I think the risk is honestly more to Q2 than Q1 at this point. I think Tesla's nimbleness will be an advantage to enabling them to come up with creative solutions but I worry about impacts to supply chain as well as people who were planning to order a car deciding to wait out of caution about the macro situation.
 
Yes. Anyone thinking Model 3 sales won't be affected by CV are not facing reality.
I fully expect later today or tomorrow there will be a Fed induced bounce in markets. And most people on TMC will crow that there's nothing to worry about, "look how clever I am for buying loads of calls into the dip". And then before long the market will carry on correcting.

Meanwhile Tesla's management are behind the scenes wargaming how exactly they execute the backloaded Q1 delivery process, while keeping their staff and customers safe. Their experience in Shanghai will have informed a further plan on how to maintain supply chains and operations in Fremont as well as possible. But I imagine they understand better than anyone that the risk is no longer insignificant that at some point Fremont production might need to be curtailed or even suspended for a period. Pick your own percent probability for this but it's something which probably now deserves to be in the model because I'm quite sure it's in Kirkhorn's own cashflow model.

It is telling that in recent days Musk has been quiet/neutral on Twitter. I think he understands exponentials and the raise was nothing to do with the share price spike, it was because he saw what might unfold and grabbed the money while the market was stuck in complacent mode.

As we go into Q2, the awful economic data will begin hitting the wires. This will cause a much bigger stir then China PMIs did. Then Q1 reporting season.

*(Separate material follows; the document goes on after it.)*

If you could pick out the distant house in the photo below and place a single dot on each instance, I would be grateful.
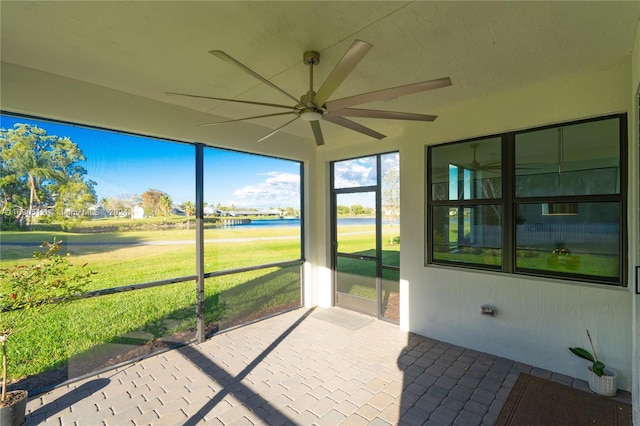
(137, 213)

Corporates will have a strong incentive to "kitchen sink" their Q1 results, which will lead the market down again. As for TSLA specifically, I can't see why Tesla's approach would be any different. One imagines some nuance will be added to their 2020 forecasts.

In the backdrop of this wider data and worried conversations with their managers/colleagues, most people will be reconsidering whether now is the right time to buy that brand new car. I can't see why Tesla Model 3 would be better protected from this tendency than BMW, Audi or whoever else. This demand shock will come as a shock to a certain type of financially independent millionaire that crops on TMC, who can't conceive why anyone might defer a big purchase because of the economy. Model Y will be ok because of the huge demand backlog. Possibly MIC Model 3 for the same reason, hard to say. But outside of that the numbers could be far weaker than most assume.